High Resolution Electron Microscope Capable of Atomic Resolution of Semiconductors

Topics Covered

Background

Key Elements of the New High Resolution Electron Microscope

How the New High Resolution Electron Microscope Works

What Can be Imaged Using the New High Resolution Electron Microscope

Has the New Technology Overcome Accessibility Problems?

Future for the New High Resolution Electron Microscope

Background

For the past 50 years, electron optics engineers have sought to improve the precision of electron microscopes by counteracting the image blurring effects of lens imperfections, or ‘aberrations’. To fix the problem, IBM and Nion researchers have created the world’s highest resolution electron microscope that uses innovative technology to obtain images of individual atoms inside a material at a resolution never achieved before. The breakthrough could improve computer chip materials and manufacturing by allowing much more detailed, atomic resolution, structural examinations of semiconductors to be carried out.

Key Elements of the New High Resolution Electron Microscope

As reported in the 8 August issue of the journal Nature, the new technique significantly extends the capabilities of the electron microscope. The new system combines seven major optical elements, adding three octupole and four quadruple lenses to an electron microscope. ‘This system achieves 20 times the wavelength of the 120kV electrons by using about 28 multipole electron optical elements added to the relatively simple, four lens column of a dedicated scanning transmission electron microscope,’ says Dr Philip Batson, the lead scientist on the project at IBM Research. ‘Computer measurement of optical aberrations and control of the many lenses in response are both key to getting the very complex system to work.’

How the New High Resolution Electron Microscope Works

The measurement of optical performance is done using a TV camera that views a ‘shadow map’ of randomly structured test samples. The shadow map is then analysed by a computer to produce corrections for the 28 or so lens coils, thereby optimising the system’s performance for a very small electron beam size. After this correction, the microscope can produce an electron beam that is smaller than one angstrom (1Å), or 75 thousandths of a nanometer. ‘For my field of semiconductor research,’ says Batson, ‘it is very significant that we can now image with 1Å resolution or better using electrons that have an energy below the knock-on displacement threshold of about 160kV for silicon.’

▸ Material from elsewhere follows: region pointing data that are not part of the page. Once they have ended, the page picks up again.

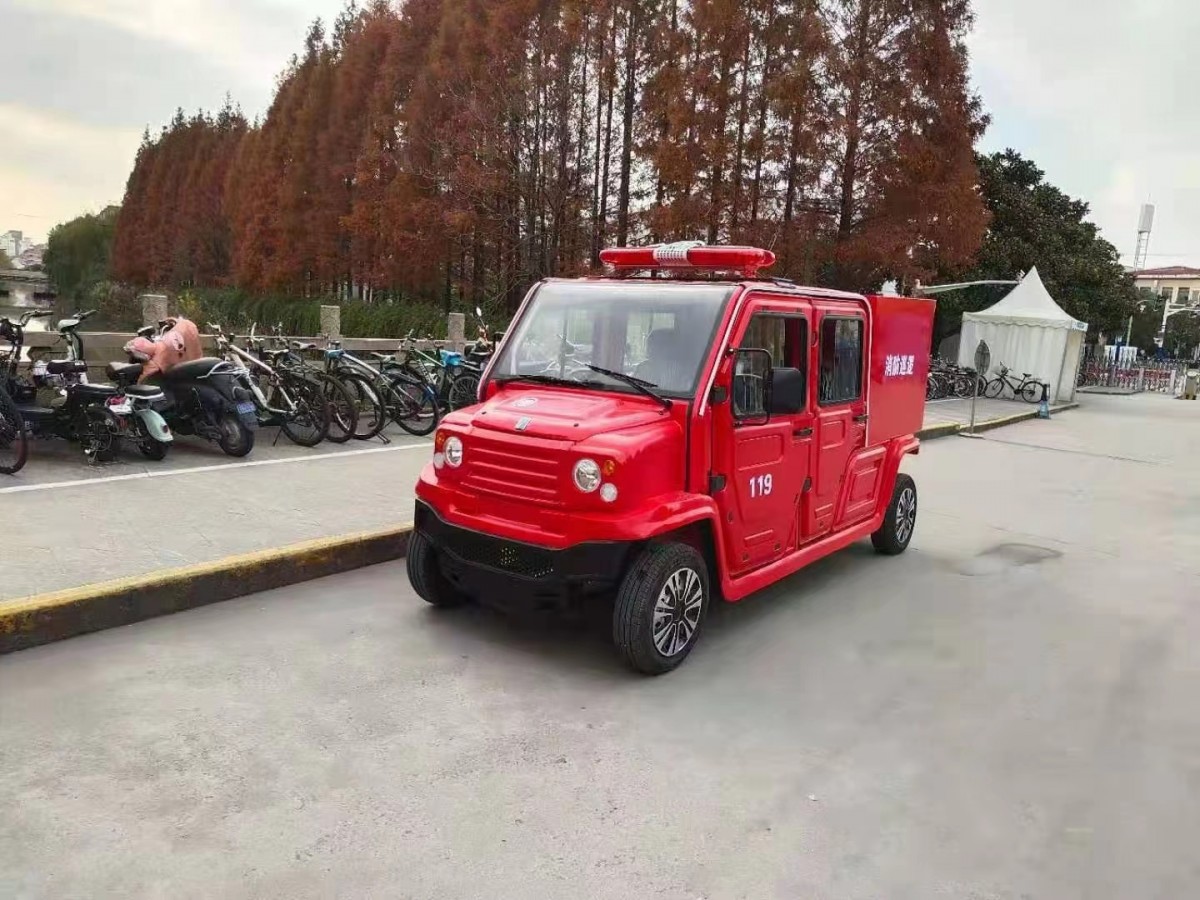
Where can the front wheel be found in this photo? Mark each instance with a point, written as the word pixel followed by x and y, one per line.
pixel 237 439
pixel 900 520
pixel 425 574
pixel 13 441
pixel 660 607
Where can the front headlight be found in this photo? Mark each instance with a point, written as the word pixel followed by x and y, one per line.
pixel 453 451
pixel 587 475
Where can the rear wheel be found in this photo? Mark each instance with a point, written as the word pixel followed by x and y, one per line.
pixel 343 413
pixel 413 405
pixel 13 441
pixel 237 439
pixel 425 574
pixel 660 607
pixel 900 520
pixel 1032 393
pixel 372 417
pixel 307 423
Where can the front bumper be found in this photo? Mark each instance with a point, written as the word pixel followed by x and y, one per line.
pixel 509 573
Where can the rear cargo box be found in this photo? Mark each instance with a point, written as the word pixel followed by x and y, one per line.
pixel 901 334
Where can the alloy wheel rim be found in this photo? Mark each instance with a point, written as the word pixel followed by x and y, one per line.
pixel 906 515
pixel 677 612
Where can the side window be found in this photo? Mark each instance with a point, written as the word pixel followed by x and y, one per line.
pixel 841 360
pixel 784 339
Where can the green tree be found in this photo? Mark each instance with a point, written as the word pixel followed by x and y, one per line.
pixel 1182 335
pixel 1033 223
pixel 78 252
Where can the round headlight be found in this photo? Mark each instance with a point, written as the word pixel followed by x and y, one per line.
pixel 587 475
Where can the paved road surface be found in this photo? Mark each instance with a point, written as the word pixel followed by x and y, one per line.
pixel 1007 711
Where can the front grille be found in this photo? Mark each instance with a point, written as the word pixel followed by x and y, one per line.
pixel 517 469
pixel 496 553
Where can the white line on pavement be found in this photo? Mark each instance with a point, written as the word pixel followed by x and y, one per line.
pixel 217 467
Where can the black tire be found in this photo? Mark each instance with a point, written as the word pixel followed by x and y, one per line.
pixel 100 433
pixel 154 449
pixel 309 424
pixel 372 415
pixel 237 439
pixel 425 575
pixel 663 600
pixel 13 439
pixel 900 520
pixel 413 405
pixel 462 390
pixel 343 412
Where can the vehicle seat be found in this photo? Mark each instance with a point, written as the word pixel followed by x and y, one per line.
pixel 661 365
pixel 192 369
pixel 124 372
pixel 66 366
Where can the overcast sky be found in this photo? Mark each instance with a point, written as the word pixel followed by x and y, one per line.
pixel 1099 94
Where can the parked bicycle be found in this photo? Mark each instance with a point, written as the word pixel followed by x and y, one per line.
pixel 1029 389
pixel 281 397
pixel 340 399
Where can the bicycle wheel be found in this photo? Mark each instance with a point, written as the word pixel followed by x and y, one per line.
pixel 372 417
pixel 343 411
pixel 1032 393
pixel 412 405
pixel 307 423
pixel 462 390
pixel 13 441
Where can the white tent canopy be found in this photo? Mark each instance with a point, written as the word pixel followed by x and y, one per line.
pixel 1027 331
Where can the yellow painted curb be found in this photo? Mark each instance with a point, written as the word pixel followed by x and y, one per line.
pixel 31 621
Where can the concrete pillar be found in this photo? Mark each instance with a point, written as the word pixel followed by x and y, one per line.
pixel 456 330
pixel 331 322
pixel 154 309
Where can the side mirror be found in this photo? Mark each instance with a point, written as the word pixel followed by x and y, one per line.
pixel 787 391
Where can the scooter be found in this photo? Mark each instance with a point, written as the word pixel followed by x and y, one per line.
pixel 99 417
pixel 208 396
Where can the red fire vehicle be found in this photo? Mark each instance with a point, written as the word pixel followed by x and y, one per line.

What Can be Imaged Using the New High Resolution Electron Microscope

As the dimensions of computer chips shrink, this new correction technique, co-developed by Niklas Dellby and Ondrej Krivanek from Nion Co, Kirkland, Washington, USA, will enable scientists to see, for the first time, a complete picture of the atomic structure of important defects in the materials used in these chips. Watching how atoms assemble, move around and interact with other atoms in silicon, for example, could help scientists towards a better understanding of how to control environmental conditions so components of future computer chips could assemble themselves. ‘The field of aberration correction will now move rapidly towards ease of use and correction of higher order aberrations,’ believes Batson. ‘We will see optical columns designed from the beginning to use aberration correction and computer control.’

Has the New Technology Overcome Accessibility Problems?

In the past, high-resolution systems were only available in a few locations because of their complexity and cost, putting them beyond the use of many individual investigators. While the new technology integrates a complex optical system, its computer measurement and control allows this complexity to be handled more easily. Batson is excited by the development and sees it as a move towards smaller, possibly cheaper systems.

Future for the New High Resolution Electron Microscope

Batson’s work is currently focussing on high-resolution electron energy loss spectroscopy, having integrated an electron monochromator and spectrometer into the system. This gives a sub-100meV energy resolution, which Batson is using to investigate the electronic structure of defects and interfaces in semiconductors. ‘The rather large question right now,’ he says, ‘is how well this activity can be integrated with the atomic resolution imaging to make a direct connection between electronic and atomic structures for the future design of novel semiconductor devices.’